I suggest that you aggregate variables/criterias (Outputs and/or inputs). For example aggregating 3 binary outputs you would already get some more discrimination. Your new variable would have the following value levels:
1+1+1=3
1+1+0=2
1+0+0=1
0+0+0=0
This sort of variable redefinition could help overcome the problem. Since the results might depend on the chosen aggregation I would do it the most reasonable way (from a modelling perspective) aggregating the variables according to their meaning.
I would suggest to have a look on the following studies by Banker and Morey (1986) and Forsund (2001). Although both are bit old but may be helpful for you. Here you find the links to both publications: http://astro.temple.edu/~banker/DEA/11%20The%20Use%20of%20Variables%20in%20Categorical%20Data%20Envelopment%20Analysis.pdf
http://www.icer.it/docs/wp2001/Forsund6-01.pdf
Both focused on use of categorical variables with mix of continuous variables into DEA.

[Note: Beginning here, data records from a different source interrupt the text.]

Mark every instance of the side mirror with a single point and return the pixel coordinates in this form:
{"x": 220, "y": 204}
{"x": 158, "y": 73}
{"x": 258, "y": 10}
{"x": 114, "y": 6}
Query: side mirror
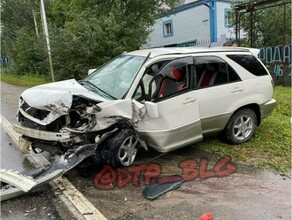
{"x": 91, "y": 71}
{"x": 152, "y": 109}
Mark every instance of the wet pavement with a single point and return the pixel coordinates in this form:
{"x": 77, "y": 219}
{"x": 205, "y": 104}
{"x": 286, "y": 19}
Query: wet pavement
{"x": 227, "y": 189}
{"x": 243, "y": 194}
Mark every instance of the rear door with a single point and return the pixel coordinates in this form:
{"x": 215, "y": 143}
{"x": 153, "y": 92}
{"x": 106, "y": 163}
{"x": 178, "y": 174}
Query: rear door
{"x": 219, "y": 97}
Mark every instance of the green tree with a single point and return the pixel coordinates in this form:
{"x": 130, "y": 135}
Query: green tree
{"x": 88, "y": 33}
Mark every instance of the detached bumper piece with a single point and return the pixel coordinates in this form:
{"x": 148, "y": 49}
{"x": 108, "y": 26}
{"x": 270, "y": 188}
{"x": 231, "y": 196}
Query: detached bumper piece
{"x": 14, "y": 184}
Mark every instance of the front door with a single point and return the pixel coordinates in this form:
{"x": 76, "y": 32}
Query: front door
{"x": 177, "y": 122}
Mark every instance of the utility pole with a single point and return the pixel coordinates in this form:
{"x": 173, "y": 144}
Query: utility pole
{"x": 35, "y": 24}
{"x": 46, "y": 33}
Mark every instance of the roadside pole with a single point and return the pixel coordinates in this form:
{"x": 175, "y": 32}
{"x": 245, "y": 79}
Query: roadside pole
{"x": 46, "y": 33}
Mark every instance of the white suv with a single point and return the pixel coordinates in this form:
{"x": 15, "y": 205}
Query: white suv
{"x": 165, "y": 98}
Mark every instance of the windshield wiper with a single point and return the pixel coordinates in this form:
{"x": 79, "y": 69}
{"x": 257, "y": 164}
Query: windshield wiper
{"x": 95, "y": 87}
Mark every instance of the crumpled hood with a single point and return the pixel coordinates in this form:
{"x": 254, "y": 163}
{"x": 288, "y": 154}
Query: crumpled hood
{"x": 60, "y": 94}
{"x": 56, "y": 98}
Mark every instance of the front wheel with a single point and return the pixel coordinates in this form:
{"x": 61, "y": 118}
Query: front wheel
{"x": 121, "y": 148}
{"x": 241, "y": 126}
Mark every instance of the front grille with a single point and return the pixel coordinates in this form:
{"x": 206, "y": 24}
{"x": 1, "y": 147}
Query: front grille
{"x": 34, "y": 112}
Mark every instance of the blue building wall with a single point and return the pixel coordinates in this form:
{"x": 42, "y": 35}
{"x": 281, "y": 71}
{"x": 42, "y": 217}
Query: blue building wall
{"x": 197, "y": 23}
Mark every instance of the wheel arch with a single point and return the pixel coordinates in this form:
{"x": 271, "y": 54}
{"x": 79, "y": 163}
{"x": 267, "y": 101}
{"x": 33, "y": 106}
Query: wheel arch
{"x": 255, "y": 108}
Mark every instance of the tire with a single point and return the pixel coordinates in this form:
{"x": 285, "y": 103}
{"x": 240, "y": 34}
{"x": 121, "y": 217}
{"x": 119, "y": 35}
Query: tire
{"x": 121, "y": 148}
{"x": 241, "y": 126}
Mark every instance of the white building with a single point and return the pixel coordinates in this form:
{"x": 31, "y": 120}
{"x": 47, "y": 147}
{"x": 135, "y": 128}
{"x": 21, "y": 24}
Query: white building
{"x": 197, "y": 23}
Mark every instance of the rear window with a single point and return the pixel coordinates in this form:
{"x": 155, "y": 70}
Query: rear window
{"x": 250, "y": 63}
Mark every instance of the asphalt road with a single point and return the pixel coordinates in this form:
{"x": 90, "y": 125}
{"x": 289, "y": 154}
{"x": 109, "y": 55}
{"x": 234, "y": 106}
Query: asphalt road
{"x": 221, "y": 186}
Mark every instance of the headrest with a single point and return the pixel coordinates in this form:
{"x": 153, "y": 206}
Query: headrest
{"x": 175, "y": 74}
{"x": 222, "y": 68}
{"x": 211, "y": 67}
{"x": 155, "y": 68}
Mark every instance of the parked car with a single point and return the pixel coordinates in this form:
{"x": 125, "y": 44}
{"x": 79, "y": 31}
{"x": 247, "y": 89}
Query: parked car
{"x": 164, "y": 98}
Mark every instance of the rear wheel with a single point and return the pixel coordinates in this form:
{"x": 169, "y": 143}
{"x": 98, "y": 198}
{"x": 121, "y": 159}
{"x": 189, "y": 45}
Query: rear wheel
{"x": 121, "y": 148}
{"x": 241, "y": 126}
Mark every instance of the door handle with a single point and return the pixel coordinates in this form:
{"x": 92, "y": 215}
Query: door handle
{"x": 236, "y": 89}
{"x": 189, "y": 100}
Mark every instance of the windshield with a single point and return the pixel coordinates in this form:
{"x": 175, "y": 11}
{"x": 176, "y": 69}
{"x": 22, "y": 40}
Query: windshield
{"x": 113, "y": 80}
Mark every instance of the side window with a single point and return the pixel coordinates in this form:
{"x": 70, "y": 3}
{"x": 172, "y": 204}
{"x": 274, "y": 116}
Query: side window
{"x": 172, "y": 79}
{"x": 212, "y": 71}
{"x": 250, "y": 63}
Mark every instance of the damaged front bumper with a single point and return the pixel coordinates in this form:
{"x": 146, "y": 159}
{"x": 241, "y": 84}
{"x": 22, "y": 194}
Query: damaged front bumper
{"x": 14, "y": 184}
{"x": 62, "y": 137}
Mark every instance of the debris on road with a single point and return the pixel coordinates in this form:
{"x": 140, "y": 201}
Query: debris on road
{"x": 163, "y": 185}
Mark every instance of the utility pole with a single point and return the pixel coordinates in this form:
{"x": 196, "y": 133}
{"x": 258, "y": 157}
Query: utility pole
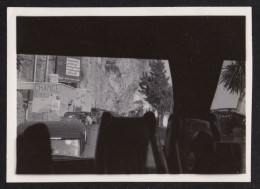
{"x": 34, "y": 68}
{"x": 46, "y": 69}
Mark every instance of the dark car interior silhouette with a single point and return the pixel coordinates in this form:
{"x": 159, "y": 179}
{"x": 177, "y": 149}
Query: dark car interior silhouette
{"x": 195, "y": 48}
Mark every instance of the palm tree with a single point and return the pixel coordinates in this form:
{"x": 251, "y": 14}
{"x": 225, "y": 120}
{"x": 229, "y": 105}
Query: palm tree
{"x": 233, "y": 78}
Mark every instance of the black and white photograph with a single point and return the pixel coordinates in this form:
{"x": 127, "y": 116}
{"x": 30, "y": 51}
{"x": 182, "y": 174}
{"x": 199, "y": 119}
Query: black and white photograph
{"x": 129, "y": 94}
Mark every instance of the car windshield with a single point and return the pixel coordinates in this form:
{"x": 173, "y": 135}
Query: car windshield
{"x": 81, "y": 89}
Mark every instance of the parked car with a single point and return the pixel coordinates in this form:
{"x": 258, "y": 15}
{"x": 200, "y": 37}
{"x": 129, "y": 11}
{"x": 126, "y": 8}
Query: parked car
{"x": 78, "y": 116}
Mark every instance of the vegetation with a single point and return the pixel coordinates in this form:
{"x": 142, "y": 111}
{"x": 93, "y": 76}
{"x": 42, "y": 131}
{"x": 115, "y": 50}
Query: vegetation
{"x": 233, "y": 78}
{"x": 155, "y": 86}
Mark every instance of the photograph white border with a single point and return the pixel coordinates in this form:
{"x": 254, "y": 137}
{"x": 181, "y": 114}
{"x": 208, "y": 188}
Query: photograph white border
{"x": 13, "y": 12}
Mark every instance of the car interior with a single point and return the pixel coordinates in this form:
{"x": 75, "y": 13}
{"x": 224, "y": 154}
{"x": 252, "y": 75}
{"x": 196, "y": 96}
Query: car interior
{"x": 195, "y": 48}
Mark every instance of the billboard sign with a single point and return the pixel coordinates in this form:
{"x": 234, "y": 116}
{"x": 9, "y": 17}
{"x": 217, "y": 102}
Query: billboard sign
{"x": 68, "y": 69}
{"x": 54, "y": 78}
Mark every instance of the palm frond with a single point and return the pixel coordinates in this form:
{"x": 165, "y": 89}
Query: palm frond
{"x": 233, "y": 77}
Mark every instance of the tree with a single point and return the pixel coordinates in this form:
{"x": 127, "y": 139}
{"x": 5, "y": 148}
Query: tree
{"x": 233, "y": 78}
{"x": 155, "y": 86}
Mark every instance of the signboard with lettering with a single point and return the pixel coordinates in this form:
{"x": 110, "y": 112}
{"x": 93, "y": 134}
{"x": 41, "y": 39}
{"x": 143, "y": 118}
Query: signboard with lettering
{"x": 68, "y": 69}
{"x": 54, "y": 78}
{"x": 43, "y": 95}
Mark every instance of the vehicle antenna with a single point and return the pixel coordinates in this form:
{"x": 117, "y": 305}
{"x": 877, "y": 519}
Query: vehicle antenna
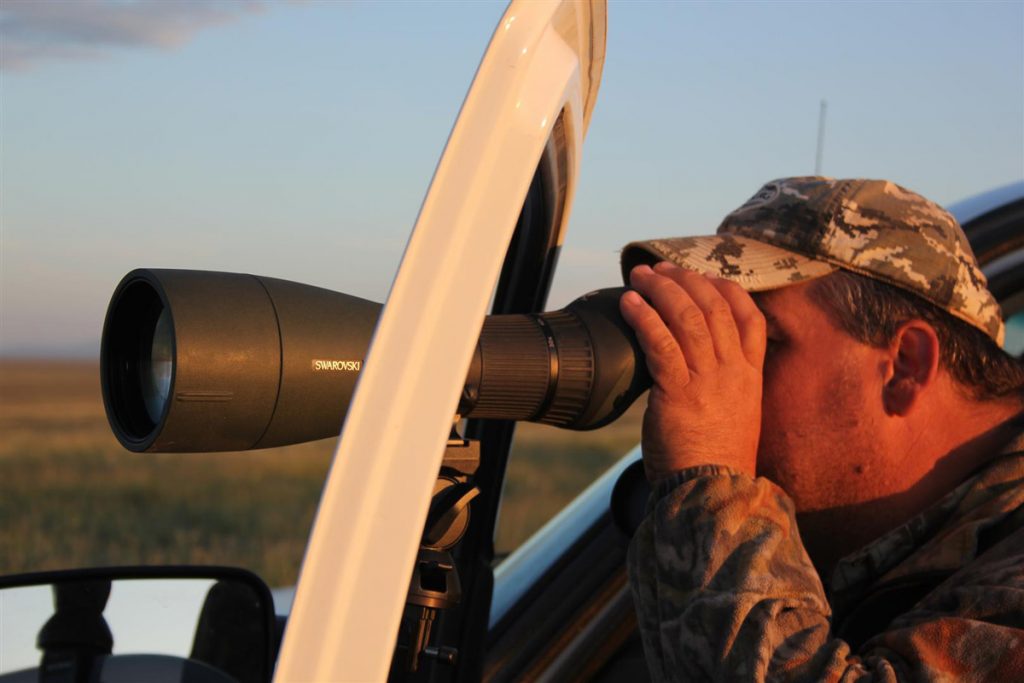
{"x": 821, "y": 137}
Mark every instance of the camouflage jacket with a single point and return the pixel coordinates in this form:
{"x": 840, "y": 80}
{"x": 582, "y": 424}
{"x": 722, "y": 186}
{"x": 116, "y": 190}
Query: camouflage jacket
{"x": 724, "y": 590}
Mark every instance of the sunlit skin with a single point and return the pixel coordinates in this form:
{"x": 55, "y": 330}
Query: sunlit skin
{"x": 860, "y": 437}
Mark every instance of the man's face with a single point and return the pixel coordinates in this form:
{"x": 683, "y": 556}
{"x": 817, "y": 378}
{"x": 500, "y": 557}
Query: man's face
{"x": 821, "y": 408}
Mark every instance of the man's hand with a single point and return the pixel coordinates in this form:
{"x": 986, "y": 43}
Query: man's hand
{"x": 705, "y": 342}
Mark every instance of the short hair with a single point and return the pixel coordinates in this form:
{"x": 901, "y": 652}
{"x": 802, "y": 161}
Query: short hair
{"x": 871, "y": 311}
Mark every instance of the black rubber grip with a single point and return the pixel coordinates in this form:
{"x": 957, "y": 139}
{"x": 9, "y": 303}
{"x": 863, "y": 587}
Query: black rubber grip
{"x": 515, "y": 364}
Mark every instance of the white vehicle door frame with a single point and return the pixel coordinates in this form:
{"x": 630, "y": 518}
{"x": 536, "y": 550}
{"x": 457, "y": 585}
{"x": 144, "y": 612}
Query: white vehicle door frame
{"x": 540, "y": 65}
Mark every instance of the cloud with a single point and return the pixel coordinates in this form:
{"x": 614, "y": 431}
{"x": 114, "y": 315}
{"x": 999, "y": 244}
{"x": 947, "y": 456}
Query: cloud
{"x": 36, "y": 31}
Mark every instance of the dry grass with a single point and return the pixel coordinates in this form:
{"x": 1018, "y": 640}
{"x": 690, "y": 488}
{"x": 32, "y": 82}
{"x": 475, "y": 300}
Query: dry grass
{"x": 71, "y": 496}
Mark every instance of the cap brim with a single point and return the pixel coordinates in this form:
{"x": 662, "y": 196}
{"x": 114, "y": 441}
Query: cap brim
{"x": 754, "y": 265}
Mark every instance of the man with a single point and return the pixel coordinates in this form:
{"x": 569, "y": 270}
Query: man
{"x": 828, "y": 361}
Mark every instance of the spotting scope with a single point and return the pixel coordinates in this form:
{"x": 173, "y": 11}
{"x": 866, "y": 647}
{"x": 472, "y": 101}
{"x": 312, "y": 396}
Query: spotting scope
{"x": 195, "y": 360}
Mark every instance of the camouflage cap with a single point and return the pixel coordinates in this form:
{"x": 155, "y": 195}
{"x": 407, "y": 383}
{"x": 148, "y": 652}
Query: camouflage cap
{"x": 795, "y": 229}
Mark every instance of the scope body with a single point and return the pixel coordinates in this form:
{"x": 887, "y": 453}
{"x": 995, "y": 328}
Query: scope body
{"x": 198, "y": 360}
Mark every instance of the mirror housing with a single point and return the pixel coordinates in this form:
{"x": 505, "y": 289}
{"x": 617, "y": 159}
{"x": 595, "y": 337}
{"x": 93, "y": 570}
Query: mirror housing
{"x": 187, "y": 624}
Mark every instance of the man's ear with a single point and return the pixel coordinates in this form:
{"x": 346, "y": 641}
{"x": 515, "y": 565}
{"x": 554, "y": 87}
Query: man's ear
{"x": 914, "y": 357}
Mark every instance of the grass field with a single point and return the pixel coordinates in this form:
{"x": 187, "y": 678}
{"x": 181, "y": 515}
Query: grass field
{"x": 71, "y": 496}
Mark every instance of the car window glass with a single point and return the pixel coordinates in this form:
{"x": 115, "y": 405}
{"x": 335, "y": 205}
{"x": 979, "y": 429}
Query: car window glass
{"x": 548, "y": 467}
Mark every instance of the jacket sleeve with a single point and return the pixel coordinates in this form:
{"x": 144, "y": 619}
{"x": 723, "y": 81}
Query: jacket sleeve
{"x": 725, "y": 591}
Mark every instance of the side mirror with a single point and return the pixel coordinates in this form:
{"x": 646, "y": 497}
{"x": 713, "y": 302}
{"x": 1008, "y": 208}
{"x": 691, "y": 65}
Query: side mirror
{"x": 185, "y": 625}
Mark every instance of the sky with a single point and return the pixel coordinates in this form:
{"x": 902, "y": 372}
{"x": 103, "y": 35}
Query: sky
{"x": 297, "y": 139}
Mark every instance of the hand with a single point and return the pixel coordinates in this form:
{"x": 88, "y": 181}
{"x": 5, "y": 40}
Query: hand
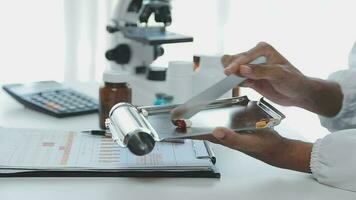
{"x": 279, "y": 81}
{"x": 266, "y": 145}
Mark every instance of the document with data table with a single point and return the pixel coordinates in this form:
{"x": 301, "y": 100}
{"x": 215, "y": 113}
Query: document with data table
{"x": 26, "y": 150}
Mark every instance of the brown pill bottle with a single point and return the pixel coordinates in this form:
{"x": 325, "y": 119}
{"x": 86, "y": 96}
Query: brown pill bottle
{"x": 115, "y": 90}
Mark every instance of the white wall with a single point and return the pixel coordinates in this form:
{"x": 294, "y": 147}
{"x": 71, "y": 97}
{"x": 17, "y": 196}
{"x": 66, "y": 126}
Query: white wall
{"x": 31, "y": 40}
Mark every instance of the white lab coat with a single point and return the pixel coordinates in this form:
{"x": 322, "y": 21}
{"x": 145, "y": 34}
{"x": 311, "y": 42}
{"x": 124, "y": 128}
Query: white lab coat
{"x": 333, "y": 159}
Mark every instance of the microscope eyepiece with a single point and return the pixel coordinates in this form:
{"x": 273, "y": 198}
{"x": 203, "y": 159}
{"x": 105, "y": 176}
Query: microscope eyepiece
{"x": 121, "y": 54}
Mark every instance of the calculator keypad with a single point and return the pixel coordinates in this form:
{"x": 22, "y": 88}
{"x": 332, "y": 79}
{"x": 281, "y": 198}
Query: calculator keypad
{"x": 63, "y": 101}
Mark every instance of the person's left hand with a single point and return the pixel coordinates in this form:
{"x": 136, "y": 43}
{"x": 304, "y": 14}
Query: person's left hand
{"x": 266, "y": 145}
{"x": 259, "y": 142}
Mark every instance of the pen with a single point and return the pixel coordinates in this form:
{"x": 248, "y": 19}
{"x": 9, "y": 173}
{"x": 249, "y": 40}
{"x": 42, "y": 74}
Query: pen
{"x": 97, "y": 132}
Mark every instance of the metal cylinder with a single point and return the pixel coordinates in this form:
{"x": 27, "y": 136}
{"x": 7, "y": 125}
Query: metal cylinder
{"x": 129, "y": 129}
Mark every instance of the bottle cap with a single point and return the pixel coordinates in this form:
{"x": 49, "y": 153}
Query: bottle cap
{"x": 180, "y": 68}
{"x": 156, "y": 74}
{"x": 112, "y": 76}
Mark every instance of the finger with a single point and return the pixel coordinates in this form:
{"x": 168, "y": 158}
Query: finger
{"x": 208, "y": 137}
{"x": 262, "y": 49}
{"x": 258, "y": 72}
{"x": 227, "y": 59}
{"x": 227, "y": 137}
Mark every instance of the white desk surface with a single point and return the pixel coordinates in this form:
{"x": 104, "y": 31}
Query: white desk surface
{"x": 242, "y": 176}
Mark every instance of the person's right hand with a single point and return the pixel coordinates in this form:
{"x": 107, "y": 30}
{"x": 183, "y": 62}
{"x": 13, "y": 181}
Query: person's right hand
{"x": 279, "y": 81}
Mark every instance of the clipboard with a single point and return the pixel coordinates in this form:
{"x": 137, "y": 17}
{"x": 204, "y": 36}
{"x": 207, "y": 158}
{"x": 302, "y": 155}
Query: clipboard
{"x": 139, "y": 128}
{"x": 201, "y": 163}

Actually, the basic assumption of the original DEA is that the variables are on a ratio-scale. Thus the traditional DEA can be applied to binary variables. However, there are some ways to overcome this problem:
1. If you have many binary variables you may use their linear combinations with positive weights. Those variables are approximately ratio-scale ones. Principal component analysis is not working, even if it is much used, because some weights are negative. It means that originally inefficient variables may become efficient.
2. Another way is to use a completely different technique in the spirit of the original DEA in the sense that an effficien score is computed in the different way as in the oriiginal one. See, the reference below:
Dehnokhalaji, A., Korhonen, P. J., Köksalan. M., Nasrabadi, N., and Wallenius, J. (2010): “Efficiency Analysis to Incorporate Interval Scale Data”, European Journal of Operational Research 207, pp. 1116-1121.
In most papers, principal component analysis is used, but as I mentioned, it is problematic. If your variables have a hierarchical structure, you could use AHP (=Analytic Hierarchy Approach (see, Saaty 1980, or Saaty 1986).
How about when exogenous variables are binary ? I am running this model on R (rDEA package- Simar and Wilson 2007 model), however I am not sure whether it is considering binary variables as dummy in the truncated regression model (I have declared these variables as factor beforehand).Please guide.